Neden yahu?

Neden yahu?
Photo by Sepp Rutz / Unsplash

Neden hep çalışmamız gerekiyor?

Sabah uyanıyoruz, hazırlanıyoruz, işe gidiyoruz, bir şeyler yapıyoruz. Bize sorumluluklar yükleniyor. Onları yerine getiriyoruz. Bitmiyor. Ertesi gün devam ediyor. Sonraki gün de devam ediyor. Hafta sonu nefes aldık zannediyoruz. Sonra gene çalışıyoruz. Tatile çıkıyoruz. Geri dönüyoruz. Kaldığımız yerden devam ediyoruz. Yaşlanıyoruz. Emekli olduğumuzda, tüm bu yaşımızda yapabileceğimiz şeyleri yapmaya artık gücümüz kalmıyor. Aslında emeklilik falan hikaye. Artık posamız çıktığında, bizi eski atık bilgisayarlar gibi kenara itekliyorlar. Sistemden çıkarıyorlar çünkü artık bizden istedikleri verimi alamıyorlar. Hepsi bu. Emeklilik bir hak değil ki? Emeklilik sadece artık işlevini görmeyen eskimiş bir parçanın çıkarılarak yenisiyle değiştirilmesi. Öldürmediklerine ve yaşamamıza izin verdiklerine dua etmemiz lazım. Kesin bundan yirmi yıl sonra öldürürler de.

"Emekli mi oldun? Vah canım, daha çok da gençmişsin. Neyse, bak şimdi. İki iğne var. Birisi ucuz, devlet bunu karşılıyor. Öldürürken çok acıtıyor ama beş dakikaye öleceksin zaten.

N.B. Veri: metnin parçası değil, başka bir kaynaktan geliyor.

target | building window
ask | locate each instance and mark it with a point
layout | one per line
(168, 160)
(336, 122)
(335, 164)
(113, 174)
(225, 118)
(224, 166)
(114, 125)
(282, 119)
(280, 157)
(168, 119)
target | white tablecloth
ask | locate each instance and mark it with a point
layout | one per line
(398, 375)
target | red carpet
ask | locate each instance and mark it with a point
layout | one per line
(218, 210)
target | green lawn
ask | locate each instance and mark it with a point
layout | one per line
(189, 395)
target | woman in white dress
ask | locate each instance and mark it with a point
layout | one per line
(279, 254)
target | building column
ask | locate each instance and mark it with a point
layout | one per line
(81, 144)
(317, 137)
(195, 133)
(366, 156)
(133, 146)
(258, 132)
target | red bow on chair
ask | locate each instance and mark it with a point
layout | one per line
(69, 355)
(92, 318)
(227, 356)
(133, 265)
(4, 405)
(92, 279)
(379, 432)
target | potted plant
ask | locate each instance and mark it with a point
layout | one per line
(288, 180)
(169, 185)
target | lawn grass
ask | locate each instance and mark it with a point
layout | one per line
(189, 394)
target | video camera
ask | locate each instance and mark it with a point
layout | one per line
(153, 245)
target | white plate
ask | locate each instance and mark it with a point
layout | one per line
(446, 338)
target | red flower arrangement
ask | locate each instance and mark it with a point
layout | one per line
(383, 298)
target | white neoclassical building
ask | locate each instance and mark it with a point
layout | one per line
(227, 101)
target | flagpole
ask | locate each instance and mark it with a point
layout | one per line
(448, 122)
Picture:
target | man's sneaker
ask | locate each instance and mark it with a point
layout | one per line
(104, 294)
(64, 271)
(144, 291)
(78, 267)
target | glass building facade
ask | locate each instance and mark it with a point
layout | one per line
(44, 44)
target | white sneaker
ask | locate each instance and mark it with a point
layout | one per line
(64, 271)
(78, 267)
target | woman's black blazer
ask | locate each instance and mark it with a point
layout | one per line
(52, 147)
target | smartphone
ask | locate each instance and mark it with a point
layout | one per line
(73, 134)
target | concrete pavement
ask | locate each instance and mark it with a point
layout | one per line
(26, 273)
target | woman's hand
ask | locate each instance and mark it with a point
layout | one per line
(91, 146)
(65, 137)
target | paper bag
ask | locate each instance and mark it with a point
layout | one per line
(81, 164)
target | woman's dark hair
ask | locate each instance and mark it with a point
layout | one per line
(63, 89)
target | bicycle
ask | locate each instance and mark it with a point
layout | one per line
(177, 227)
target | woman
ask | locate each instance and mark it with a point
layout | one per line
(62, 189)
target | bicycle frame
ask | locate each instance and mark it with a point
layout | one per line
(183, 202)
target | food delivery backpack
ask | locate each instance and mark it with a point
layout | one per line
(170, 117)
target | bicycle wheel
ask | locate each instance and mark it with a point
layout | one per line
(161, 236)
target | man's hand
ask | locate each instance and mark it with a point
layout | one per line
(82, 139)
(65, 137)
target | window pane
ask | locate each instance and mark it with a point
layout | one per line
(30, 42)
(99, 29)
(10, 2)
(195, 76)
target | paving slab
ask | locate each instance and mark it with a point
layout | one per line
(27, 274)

Diğeri, ne yazık ki SGK karşılamıyor ama seni çok güzel bir uykuya uyutuyoruz. Öldüğünü anlamıyorsun bile. Hangisini istersin?"

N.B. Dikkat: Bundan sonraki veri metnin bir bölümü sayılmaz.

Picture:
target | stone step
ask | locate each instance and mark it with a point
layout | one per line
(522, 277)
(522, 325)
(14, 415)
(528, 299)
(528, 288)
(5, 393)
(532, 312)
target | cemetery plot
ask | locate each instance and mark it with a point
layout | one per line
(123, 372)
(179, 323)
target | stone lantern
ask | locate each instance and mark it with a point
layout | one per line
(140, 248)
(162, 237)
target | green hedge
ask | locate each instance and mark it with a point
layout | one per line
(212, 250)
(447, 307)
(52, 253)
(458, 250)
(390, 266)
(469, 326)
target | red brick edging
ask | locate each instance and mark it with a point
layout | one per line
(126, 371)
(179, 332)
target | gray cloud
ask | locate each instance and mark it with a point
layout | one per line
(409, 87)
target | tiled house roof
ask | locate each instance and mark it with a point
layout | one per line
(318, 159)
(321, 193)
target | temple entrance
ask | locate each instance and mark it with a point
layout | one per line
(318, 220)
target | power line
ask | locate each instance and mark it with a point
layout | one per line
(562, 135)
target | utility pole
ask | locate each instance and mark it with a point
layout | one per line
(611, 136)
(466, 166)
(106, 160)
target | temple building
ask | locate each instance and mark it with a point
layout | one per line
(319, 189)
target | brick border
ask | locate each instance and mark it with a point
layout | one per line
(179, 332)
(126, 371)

Ne yapıyoruz ya? Ben burada ne yapıyorum? Bu masada ne işim var? Neden hep bir sonrak işin ne olduğuna bakıp sadece devam ediyorum ki?

Basit. Çünkü başka çarem yok. Küçük bir kızım, bir ailem var. Geçinmemiz gerek. O yüzden, kızım da bu sistemin içine dahil olup benden boşalacak boşlukta kendisine bir yer bulsun ve aynı boktan döngünün içinde bir gün kendi hayatını sorgulasın diye çalışmam gerekiyor.

Çok komik. Nasıl bu noktaya getirmeyi başardık "medeniyeti"? Nerede hata yaptık? Böyle olmamalıydı sanki.